Thursday, August 13, 2009

Reflections on the Great Litany - a preface

There are few better prayers in our tradition than the Great Litany for breadth and depth. Once, this litany accompanied each Sunday’s transition from Morning Prayer to the Holy Communion. It formed what was sometimes called the “English Introit,” a rich and probing series of petitions, praying for “all sorts and conditions” of humanity as the Church prepared to offer the Holy Mysteries "for the life of the world."

The Litany was also used at the end of Morning and Evening Prayer, to provide an intercessory balance to the Office’s other components of confession, instruction, and praise. In addition, it was also a separate devotion, often at Noonday, especially in Lent and at times of great national or communal upheaval.

Today, it is rarely seen or heard in most Episcopal Churches. Some in our comfort-driven era greet this with joy, fatigued by its length and a perceived “negative” character. Yet, a careful study of this litany yields much treasure in today's era of watered-down or entertainment-focused worship. For the coming weeks, it is my hope to enter into this ancient offering of prayer and come to a renewed understanding of its place in the teaching and practice of a faithful, apostolic Anglicanism of today.

There are many online resources which speak to the history and structure of the Great Litany (and litanies in general). Suffice it to say that the Great Litany actually pre-dates the Book of Common Prayer, and has been revised from time-to-time in the editions of the BCP since. The form used for these reflections will be that of the 1979 BCP of the Episcopal Church.
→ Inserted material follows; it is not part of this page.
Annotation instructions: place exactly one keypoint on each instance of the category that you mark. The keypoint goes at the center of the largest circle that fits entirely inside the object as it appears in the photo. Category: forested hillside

Of your courtesy, pray God's blessing on this endeavor.


  1. Really enjoyed this commentary on the Great Litany-more of this kind of reflection is very sorely needed on the internet based on the [Book Of Common Prayer] which I believe is a great treasure of the Episcopal Church that is taken for granted in the Holy Church.
    Thank you for posting this blog.
    God Bless

  2. Thank you very much!
    Will be talking with a new Episcopalian about BCP and this will be great to share with her.
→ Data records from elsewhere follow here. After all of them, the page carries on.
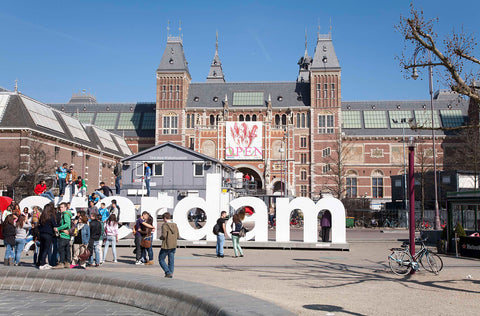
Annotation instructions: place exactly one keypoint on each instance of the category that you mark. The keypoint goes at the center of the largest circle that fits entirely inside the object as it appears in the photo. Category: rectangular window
(325, 124)
(164, 92)
(303, 142)
(303, 159)
(157, 169)
(198, 169)
(377, 187)
(326, 152)
(170, 124)
(303, 174)
(326, 168)
(352, 187)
  3. Thank you. I am talking with a new Episcopalian about the BCP and this will be great to share with her.

  4. I am grateful that this has been of value to you, Pat. The Great Litany is a very fine way for one to Anglicanism to develop a balanced intercessory life with themes of mission and justice connected to those of our essential theology and ascetic practice. I hope to continue working on this project...perhaps finishing it during Lent.